The caveat is, of course, that if you have a new technology or something never before developed then you’re able to, perhaps, drive market forces – or in the best case you will have created a whole new market!
My son, Randy, manages a pawn shop in the Northwest. He has certainly learned a lot about values and peoples’ expectation of what they should receive in exchange for the item they want to pawn.
One day, Randy told me he learned that there are two types of value:
- Financial value.
- Sentimental value.
Financial value is driven by any number of things. Market forces, negotiated value, appraised value, over stocks (usually a result of market forces and/or a lack of demand for a product), novelty, and among many other forces there is “perceived value.”
This last point, perceived value, is where inventors run into trouble because it bumps up against value number 2, sentimental value.
Sentimental value is basically what something means to you, or the arbitrary value you place on something near and dear to your heart. And how much closer and intimate can you be with something than that thing you conceived of and built a prototype for, and of course want to profit from? And of course the validation you get from friends and family about your latest ‘brilliant’ idea helps increase your perceived (sentimental) value.

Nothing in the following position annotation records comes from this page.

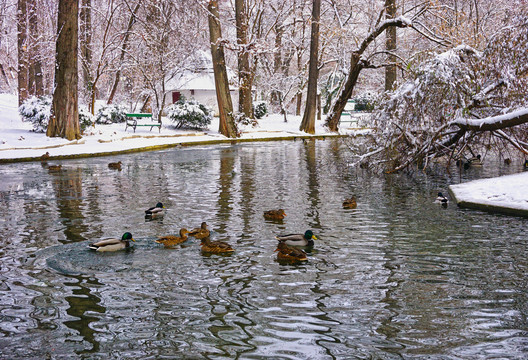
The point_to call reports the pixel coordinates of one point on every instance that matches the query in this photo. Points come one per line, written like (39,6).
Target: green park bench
(132,121)
(348,119)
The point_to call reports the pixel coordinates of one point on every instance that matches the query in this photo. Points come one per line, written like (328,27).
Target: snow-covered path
(506,194)
(18,143)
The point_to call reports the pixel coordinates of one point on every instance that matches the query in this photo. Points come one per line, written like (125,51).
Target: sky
(18,141)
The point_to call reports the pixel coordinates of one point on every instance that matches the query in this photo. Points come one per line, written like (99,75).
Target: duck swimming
(113,244)
(116,166)
(155,211)
(350,203)
(305,239)
(171,240)
(284,252)
(201,232)
(441,199)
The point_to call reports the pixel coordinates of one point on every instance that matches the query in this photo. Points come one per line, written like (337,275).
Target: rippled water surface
(395,278)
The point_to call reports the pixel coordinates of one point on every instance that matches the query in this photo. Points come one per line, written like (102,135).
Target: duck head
(308,235)
(127,236)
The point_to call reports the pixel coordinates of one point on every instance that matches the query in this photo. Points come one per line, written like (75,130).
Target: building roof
(200,75)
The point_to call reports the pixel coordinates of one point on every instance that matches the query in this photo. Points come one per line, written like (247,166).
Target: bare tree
(23,56)
(85,42)
(64,120)
(390,46)
(308,122)
(455,106)
(225,105)
(124,49)
(245,104)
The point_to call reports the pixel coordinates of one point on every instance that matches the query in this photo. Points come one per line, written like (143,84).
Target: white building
(197,82)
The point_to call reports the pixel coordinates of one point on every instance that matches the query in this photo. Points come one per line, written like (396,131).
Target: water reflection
(68,187)
(82,303)
(397,277)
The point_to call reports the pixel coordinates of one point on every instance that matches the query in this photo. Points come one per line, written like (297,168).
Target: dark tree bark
(36,83)
(356,65)
(85,40)
(126,39)
(390,45)
(223,97)
(64,120)
(245,104)
(23,56)
(308,122)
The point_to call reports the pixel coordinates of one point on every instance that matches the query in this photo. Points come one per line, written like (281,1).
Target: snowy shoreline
(19,143)
(505,194)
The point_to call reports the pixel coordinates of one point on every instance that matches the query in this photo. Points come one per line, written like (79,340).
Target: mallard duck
(475,161)
(350,203)
(215,247)
(298,239)
(113,244)
(55,167)
(155,211)
(45,156)
(441,199)
(171,240)
(116,166)
(274,214)
(201,232)
(284,252)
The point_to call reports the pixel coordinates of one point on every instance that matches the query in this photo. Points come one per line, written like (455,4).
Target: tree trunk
(85,40)
(117,76)
(308,122)
(23,61)
(298,104)
(277,62)
(390,45)
(245,104)
(36,83)
(223,97)
(332,120)
(64,120)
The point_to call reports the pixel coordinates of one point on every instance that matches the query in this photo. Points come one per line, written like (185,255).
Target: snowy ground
(507,194)
(17,141)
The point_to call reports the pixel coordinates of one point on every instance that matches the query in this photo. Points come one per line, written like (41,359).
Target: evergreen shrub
(189,114)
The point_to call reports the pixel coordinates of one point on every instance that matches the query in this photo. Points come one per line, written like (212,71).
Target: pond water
(398,277)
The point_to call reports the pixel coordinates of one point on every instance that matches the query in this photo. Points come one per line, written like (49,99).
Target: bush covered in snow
(365,102)
(86,119)
(190,114)
(242,119)
(110,114)
(36,110)
(260,109)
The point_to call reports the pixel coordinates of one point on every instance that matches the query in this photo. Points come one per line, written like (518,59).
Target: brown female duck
(201,232)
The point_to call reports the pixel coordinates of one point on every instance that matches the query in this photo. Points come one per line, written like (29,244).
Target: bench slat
(132,119)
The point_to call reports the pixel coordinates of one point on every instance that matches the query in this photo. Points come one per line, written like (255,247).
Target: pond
(397,277)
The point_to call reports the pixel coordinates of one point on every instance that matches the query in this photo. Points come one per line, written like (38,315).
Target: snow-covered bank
(18,142)
(505,194)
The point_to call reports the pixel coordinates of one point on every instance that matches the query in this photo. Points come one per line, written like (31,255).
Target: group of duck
(287,248)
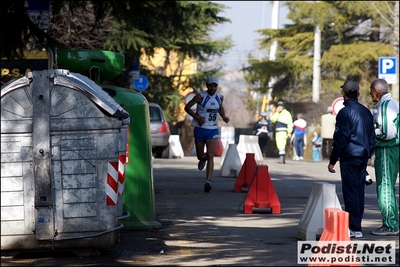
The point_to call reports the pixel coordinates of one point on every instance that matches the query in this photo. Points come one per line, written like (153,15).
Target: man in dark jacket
(353,145)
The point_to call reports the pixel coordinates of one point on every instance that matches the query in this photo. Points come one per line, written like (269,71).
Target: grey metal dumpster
(62,141)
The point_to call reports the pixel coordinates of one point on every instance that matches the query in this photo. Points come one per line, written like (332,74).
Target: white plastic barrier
(312,222)
(226,147)
(231,165)
(175,147)
(249,144)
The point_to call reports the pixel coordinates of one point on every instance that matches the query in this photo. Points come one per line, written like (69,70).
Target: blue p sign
(387,69)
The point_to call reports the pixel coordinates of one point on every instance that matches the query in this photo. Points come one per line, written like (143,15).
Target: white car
(159,131)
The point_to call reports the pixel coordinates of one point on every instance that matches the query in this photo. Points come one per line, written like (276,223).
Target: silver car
(159,131)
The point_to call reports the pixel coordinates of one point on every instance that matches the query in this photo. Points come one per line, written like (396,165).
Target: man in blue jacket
(353,144)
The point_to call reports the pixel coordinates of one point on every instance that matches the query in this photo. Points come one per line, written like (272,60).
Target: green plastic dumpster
(98,65)
(139,188)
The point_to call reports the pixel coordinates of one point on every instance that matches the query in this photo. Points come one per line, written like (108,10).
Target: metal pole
(272,53)
(317,64)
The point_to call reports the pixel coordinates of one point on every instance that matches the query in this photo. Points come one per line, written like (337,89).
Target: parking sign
(387,69)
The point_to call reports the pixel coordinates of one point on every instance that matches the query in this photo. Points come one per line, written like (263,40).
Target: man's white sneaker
(355,234)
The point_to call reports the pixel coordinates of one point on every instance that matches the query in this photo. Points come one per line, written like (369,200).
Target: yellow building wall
(174,67)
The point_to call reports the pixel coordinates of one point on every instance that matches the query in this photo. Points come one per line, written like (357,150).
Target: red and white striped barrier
(112,184)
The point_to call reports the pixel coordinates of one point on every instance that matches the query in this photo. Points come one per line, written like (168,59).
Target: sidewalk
(211,229)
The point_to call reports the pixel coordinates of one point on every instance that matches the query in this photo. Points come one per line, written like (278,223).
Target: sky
(246,17)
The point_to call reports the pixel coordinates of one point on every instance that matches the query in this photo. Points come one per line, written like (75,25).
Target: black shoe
(207,187)
(201,164)
(368,180)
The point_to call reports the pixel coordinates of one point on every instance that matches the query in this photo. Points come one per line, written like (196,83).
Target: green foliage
(354,34)
(182,28)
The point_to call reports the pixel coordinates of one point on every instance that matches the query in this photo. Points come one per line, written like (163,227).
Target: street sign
(337,105)
(387,69)
(136,71)
(39,13)
(141,84)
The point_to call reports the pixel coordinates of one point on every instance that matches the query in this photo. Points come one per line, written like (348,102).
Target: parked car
(159,131)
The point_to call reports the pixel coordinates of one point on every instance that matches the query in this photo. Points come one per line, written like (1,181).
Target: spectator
(299,142)
(353,144)
(317,144)
(282,119)
(263,129)
(327,129)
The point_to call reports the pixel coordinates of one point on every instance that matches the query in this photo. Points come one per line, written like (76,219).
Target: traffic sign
(337,105)
(39,13)
(387,69)
(141,84)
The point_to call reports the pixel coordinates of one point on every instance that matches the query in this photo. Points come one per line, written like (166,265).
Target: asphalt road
(211,229)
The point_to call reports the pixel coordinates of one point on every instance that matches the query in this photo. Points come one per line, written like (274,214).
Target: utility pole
(317,64)
(272,52)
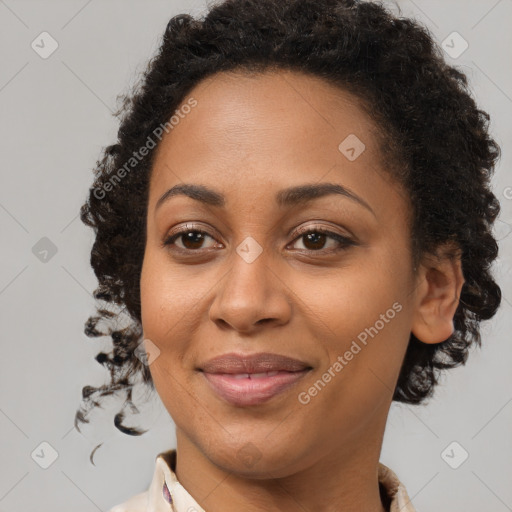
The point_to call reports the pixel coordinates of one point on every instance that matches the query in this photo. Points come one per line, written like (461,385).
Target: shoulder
(137,503)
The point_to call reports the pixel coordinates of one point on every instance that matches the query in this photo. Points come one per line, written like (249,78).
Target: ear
(437,294)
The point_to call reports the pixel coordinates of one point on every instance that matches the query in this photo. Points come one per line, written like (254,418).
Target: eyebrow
(292,196)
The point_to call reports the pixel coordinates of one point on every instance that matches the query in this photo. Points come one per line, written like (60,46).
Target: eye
(315,240)
(189,239)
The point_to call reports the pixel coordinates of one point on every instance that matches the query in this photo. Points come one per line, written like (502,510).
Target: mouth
(249,389)
(246,380)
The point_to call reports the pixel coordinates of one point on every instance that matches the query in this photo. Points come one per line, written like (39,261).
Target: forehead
(262,128)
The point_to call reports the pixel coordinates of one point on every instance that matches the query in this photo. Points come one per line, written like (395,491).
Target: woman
(297,217)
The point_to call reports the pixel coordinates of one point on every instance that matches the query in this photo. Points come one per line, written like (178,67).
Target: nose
(251,295)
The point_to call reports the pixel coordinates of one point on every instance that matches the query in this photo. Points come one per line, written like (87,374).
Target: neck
(344,478)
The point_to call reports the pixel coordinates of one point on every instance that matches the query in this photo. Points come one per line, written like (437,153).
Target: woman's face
(262,278)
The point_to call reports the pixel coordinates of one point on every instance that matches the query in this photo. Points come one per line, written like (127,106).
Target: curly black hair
(434,133)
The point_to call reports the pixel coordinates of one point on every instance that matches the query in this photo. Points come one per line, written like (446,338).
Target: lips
(253,363)
(248,380)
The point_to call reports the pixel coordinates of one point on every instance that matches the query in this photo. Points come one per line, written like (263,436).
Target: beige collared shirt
(179,500)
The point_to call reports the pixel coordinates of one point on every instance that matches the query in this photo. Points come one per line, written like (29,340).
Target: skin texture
(247,138)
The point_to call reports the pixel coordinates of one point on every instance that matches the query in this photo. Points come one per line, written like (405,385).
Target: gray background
(55,118)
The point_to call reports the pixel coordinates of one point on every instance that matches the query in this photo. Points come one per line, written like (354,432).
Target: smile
(246,389)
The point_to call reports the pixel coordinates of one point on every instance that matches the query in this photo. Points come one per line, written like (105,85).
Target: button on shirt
(166,494)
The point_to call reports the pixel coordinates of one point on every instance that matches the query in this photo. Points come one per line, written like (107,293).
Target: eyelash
(344,241)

So, what to do? For me, it comes down to staying objective about the process. Being objective doesn’t mean you can’t be excited about your new idea/product, only that the reality is you can’t know the actual financial value just yet. The financial value of your product is ultimately determined by the marketplace. And how willing your licensee is to sign an agreement and risk resources to find out if there’s a market demand.
To stay as objective as possible, I run my ideas through four critical questions, a set of criteria, that if I can answer ‘Yes’ to, helps me decide whether or not to develop an idea in the first place. This doesn’t take the fun out the process, it only keeps things real.
Four Critical Questions:
- Are you solving a problem? (How do you know?)
- Are you filling a needed? (How do you know?)
- Are you fulfilling a dream? (How do you know?)
- Can this thing be manufactured and sold at a profit? (How do you know?)
Question number 4 is really the most important question to answer. It answers the the similar question – “Is your idea worthwhile?” In other words is there profit in this thing you want to develop? Can some or all of the interested parties profit from developing and delivering the product or experience?
When you have answered the above questions, developed your idea into a prototype/working model, your due diligence is in full swing and your meetings with potential licensees, or outright sale prospects, will go very smoothly because you will have answered some of the questions they will be asking themselves in order to decide whether or not to engage you and sign an agreement.
Stay excited. Start solving problems. Start filling needs. Start fulfilling dreams. Find a way to develop your next brilliant idea and deliver the experience at a profit.